VLRewardBench

A Challenging Benchmark for Vision-Language Generative Reward Models

HKU SCUT PKU SJTU UW & Allen Institute for AI
*Core Contributors

We introduce a novel benchmark VL-RewardBench, designed to expose limitations of vision-language reward models across visual perception, hallucination detection, and reasoning tasks.
Our evaluation reveals including that models primarily fail at basic visual perception rather than reasoning, and that performance on our benchmark strongly correlates (r>0.9) with downstream vision-language tasks.

Leaderboard (Update Date: 2024-11-26):

VL-RewardBench Pipeline

Abstract

Vision-language generative reward models (VL-GenRMs) play a crucial role in aligning and evaluating multimodal AI systems, yet their own evaluation remains under-explored. Current assessment methods primarily rely on AI-annotated preference labels from traditional VL tasks, which can introduce biases and often fail to effectively challenge state-of-the-art models. To address these limitations, we introduce VL-RewardBench, a comprehensive benchmark spanning general multimodal queries, visual hallucination detection, and complex reasoning tasks. Through our AI-assisted annotation pipeline combining sample selection with human verification, we curate 1,250 high-quality examples specifically designed to probe model limitations. Comprehensive evaluation across 16 leading large vision-language models, demonstrates VL-RewardBench's effectiveness as a challenging testbed, where even GPT-4o achieves only 65.4% accuracy, and state-of-the-art open-source models such as Qwen2-VL-72B, struggle to surpass random-guessing. Importantly, performance on VL-RewardBench strongly correlates (Pearson's r > 0.9) with MMMU-Pro accuracy using Best-of-N sampling with VL-GenRMs. Analysis experiments uncover three critical insights for improving VL-GenRMs: (i) models predominantly fail at basic visual perception tasks rather than reasoning tasks; (ii) inference-time scaling benefits vary dramatically by model capacity; and (iii) training VL-GenRMs to learn to judge substantially boosts judgment capability (+14.7% accuracy for a 7B VL-GenRM). We believe VL-RewardBench along with the experimental insights will become a valuable resource for advancing VL-GenRMs.

VL-RewardBench Dataset

Ideally, an effective benchmark for VL-GenRMs should satisfy three key requirements:

a) diverse coverage of real-world applications; b) sufficient difficulty to expose current models' limitations; c) objective ground truth labels.
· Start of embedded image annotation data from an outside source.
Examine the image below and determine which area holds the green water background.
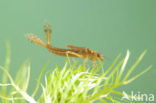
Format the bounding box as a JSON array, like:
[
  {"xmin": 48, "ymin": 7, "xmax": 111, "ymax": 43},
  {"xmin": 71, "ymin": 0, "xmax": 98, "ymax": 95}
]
[{"xmin": 0, "ymin": 0, "xmax": 156, "ymax": 101}]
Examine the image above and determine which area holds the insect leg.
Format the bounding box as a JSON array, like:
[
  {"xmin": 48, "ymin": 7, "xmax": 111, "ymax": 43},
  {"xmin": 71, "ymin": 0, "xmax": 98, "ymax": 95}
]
[
  {"xmin": 44, "ymin": 23, "xmax": 52, "ymax": 44},
  {"xmin": 66, "ymin": 51, "xmax": 82, "ymax": 70},
  {"xmin": 83, "ymin": 57, "xmax": 88, "ymax": 71}
]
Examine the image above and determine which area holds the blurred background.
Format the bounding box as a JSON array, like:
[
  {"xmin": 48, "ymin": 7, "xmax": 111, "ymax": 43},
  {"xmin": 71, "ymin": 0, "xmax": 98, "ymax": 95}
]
[{"xmin": 0, "ymin": 0, "xmax": 156, "ymax": 100}]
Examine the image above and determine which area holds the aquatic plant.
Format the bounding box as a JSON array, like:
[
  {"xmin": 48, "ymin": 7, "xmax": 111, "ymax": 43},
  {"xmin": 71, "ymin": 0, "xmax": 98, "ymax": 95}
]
[{"xmin": 0, "ymin": 43, "xmax": 152, "ymax": 103}]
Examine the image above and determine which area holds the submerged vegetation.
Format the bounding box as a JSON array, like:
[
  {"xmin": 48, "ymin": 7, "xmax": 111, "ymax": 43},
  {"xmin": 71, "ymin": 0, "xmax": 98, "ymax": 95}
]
[{"xmin": 0, "ymin": 44, "xmax": 151, "ymax": 103}]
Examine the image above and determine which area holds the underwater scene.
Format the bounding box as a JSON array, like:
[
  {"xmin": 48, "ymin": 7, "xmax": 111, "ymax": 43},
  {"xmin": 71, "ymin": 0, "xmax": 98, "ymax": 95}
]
[{"xmin": 0, "ymin": 0, "xmax": 156, "ymax": 103}]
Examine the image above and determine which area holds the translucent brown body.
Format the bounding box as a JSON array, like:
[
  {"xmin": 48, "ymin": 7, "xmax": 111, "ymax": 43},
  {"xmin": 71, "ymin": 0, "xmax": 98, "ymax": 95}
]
[{"xmin": 27, "ymin": 24, "xmax": 103, "ymax": 64}]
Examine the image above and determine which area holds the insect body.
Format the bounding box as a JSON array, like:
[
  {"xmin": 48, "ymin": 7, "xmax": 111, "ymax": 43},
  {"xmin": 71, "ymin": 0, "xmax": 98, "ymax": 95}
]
[{"xmin": 26, "ymin": 24, "xmax": 103, "ymax": 64}]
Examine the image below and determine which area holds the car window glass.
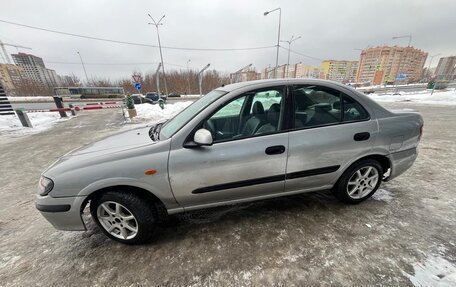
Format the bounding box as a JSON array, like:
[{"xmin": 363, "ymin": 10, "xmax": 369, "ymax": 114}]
[
  {"xmin": 203, "ymin": 88, "xmax": 284, "ymax": 143},
  {"xmin": 293, "ymin": 86, "xmax": 342, "ymax": 128},
  {"xmin": 343, "ymin": 95, "xmax": 369, "ymax": 122}
]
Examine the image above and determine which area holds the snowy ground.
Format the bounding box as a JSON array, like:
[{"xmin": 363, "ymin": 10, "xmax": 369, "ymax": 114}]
[{"xmin": 367, "ymin": 90, "xmax": 456, "ymax": 106}]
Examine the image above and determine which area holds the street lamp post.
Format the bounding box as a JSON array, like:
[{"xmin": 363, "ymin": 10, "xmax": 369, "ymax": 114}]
[
  {"xmin": 77, "ymin": 52, "xmax": 89, "ymax": 85},
  {"xmin": 155, "ymin": 63, "xmax": 161, "ymax": 95},
  {"xmin": 148, "ymin": 14, "xmax": 168, "ymax": 95},
  {"xmin": 187, "ymin": 59, "xmax": 191, "ymax": 95},
  {"xmin": 198, "ymin": 64, "xmax": 211, "ymax": 96},
  {"xmin": 230, "ymin": 64, "xmax": 252, "ymax": 84},
  {"xmin": 428, "ymin": 53, "xmax": 440, "ymax": 79},
  {"xmin": 392, "ymin": 34, "xmax": 412, "ymax": 88},
  {"xmin": 263, "ymin": 8, "xmax": 282, "ymax": 78},
  {"xmin": 280, "ymin": 36, "xmax": 301, "ymax": 78}
]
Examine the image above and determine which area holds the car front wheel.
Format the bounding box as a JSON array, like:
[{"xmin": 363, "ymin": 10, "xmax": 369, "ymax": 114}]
[
  {"xmin": 333, "ymin": 159, "xmax": 383, "ymax": 204},
  {"xmin": 90, "ymin": 191, "xmax": 157, "ymax": 244}
]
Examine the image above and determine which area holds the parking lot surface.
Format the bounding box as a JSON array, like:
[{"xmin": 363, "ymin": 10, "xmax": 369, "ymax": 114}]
[{"xmin": 0, "ymin": 103, "xmax": 456, "ymax": 286}]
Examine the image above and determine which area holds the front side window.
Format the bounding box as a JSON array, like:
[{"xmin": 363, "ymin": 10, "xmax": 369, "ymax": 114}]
[{"xmin": 203, "ymin": 87, "xmax": 284, "ymax": 143}]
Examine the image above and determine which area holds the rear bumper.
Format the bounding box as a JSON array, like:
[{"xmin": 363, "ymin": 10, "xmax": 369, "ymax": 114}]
[
  {"xmin": 388, "ymin": 148, "xmax": 418, "ymax": 180},
  {"xmin": 35, "ymin": 195, "xmax": 86, "ymax": 231}
]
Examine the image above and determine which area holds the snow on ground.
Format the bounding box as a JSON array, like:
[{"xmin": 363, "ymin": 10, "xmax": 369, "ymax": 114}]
[
  {"xmin": 367, "ymin": 90, "xmax": 456, "ymax": 106},
  {"xmin": 132, "ymin": 101, "xmax": 192, "ymax": 123},
  {"xmin": 404, "ymin": 255, "xmax": 456, "ymax": 287},
  {"xmin": 372, "ymin": 189, "xmax": 394, "ymax": 202},
  {"xmin": 0, "ymin": 112, "xmax": 71, "ymax": 136}
]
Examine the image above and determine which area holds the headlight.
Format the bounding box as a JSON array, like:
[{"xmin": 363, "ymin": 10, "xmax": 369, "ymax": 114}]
[{"xmin": 38, "ymin": 176, "xmax": 54, "ymax": 196}]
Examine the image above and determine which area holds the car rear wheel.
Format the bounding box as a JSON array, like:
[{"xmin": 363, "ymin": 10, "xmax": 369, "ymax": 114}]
[
  {"xmin": 333, "ymin": 159, "xmax": 383, "ymax": 204},
  {"xmin": 90, "ymin": 191, "xmax": 157, "ymax": 244}
]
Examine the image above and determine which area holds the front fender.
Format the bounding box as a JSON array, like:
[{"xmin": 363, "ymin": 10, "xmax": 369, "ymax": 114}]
[{"xmin": 78, "ymin": 177, "xmax": 180, "ymax": 212}]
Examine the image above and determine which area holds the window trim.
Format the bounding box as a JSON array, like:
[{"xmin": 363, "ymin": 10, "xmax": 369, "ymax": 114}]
[
  {"xmin": 289, "ymin": 84, "xmax": 371, "ymax": 132},
  {"xmin": 183, "ymin": 84, "xmax": 291, "ymax": 148}
]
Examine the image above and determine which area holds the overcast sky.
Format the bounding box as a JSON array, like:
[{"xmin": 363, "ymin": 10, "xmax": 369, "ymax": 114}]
[{"xmin": 0, "ymin": 0, "xmax": 456, "ymax": 79}]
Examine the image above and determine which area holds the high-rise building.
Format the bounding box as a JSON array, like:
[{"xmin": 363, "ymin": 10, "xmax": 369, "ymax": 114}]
[
  {"xmin": 261, "ymin": 63, "xmax": 320, "ymax": 79},
  {"xmin": 321, "ymin": 60, "xmax": 358, "ymax": 83},
  {"xmin": 0, "ymin": 64, "xmax": 24, "ymax": 94},
  {"xmin": 11, "ymin": 53, "xmax": 59, "ymax": 87},
  {"xmin": 356, "ymin": 46, "xmax": 428, "ymax": 85},
  {"xmin": 435, "ymin": 56, "xmax": 456, "ymax": 80}
]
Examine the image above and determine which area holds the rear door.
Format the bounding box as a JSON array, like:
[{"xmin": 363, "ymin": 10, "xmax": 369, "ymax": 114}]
[{"xmin": 285, "ymin": 85, "xmax": 378, "ymax": 194}]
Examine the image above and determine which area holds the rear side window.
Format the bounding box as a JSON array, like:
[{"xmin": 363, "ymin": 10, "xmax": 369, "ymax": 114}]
[
  {"xmin": 343, "ymin": 95, "xmax": 369, "ymax": 122},
  {"xmin": 293, "ymin": 85, "xmax": 369, "ymax": 128}
]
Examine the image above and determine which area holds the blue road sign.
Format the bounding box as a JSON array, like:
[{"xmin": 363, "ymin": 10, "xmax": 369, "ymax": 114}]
[{"xmin": 396, "ymin": 73, "xmax": 407, "ymax": 80}]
To satisfy criterion (a), our benchmark evaluates VL-GenRMs across three key application domains:

1. General multimodal queries from real users (VLFeedback and WildVision)
2. Visual hallucination detection tasks (POVID, RLAIF-V, RLHF-V)
3. Multimodal knowledge and mathematical reasoning (MMMU-Pro and MathVerse)

To ensure criterion (b), we employ targeted curation strategies:

  • For source datasets with preference pairs, we employ small LVLMs collaboratively to filter out challenging samples, which our evaluation shows remain difficult even for much larger models.
  • For reasoning tasks without annotated labels, we leverage strong commercial models to generate responses with explicit reasoning paths, followed by GPT-4's quality assessment.
To fulfill criterion (c), all preference labels undergo human verification to eliminate ambiguous or incorrect pairs.
VL-RewardBench Pipeline


VL-RewardBench Statistics

VL-RewardBench Statistics


Experiments

We present a comprehensive evaluation of 16 state-of-the-art vision-language reward models (VL-GenRMs) on VL-RewardBench, encompassing both open-source models (ranging from 7B to 90B parameters) and leading commercial systems including Gemini-1.5-Pro, Claude-3.5-Sonnet, and GPT-4. Our benchmark uncovers significant limitations in current VL-GenRMs: even top commercial models achieve only moderate performance (GPT-4: 62.4%, Gemini-1.5-Pro: 62.5%). Meanwhile, state-of-the-art open-source models like Qwen2-VL-72B and LLaMA-3.2-90B perform near chance level (43.0% and 53.9%, respectively).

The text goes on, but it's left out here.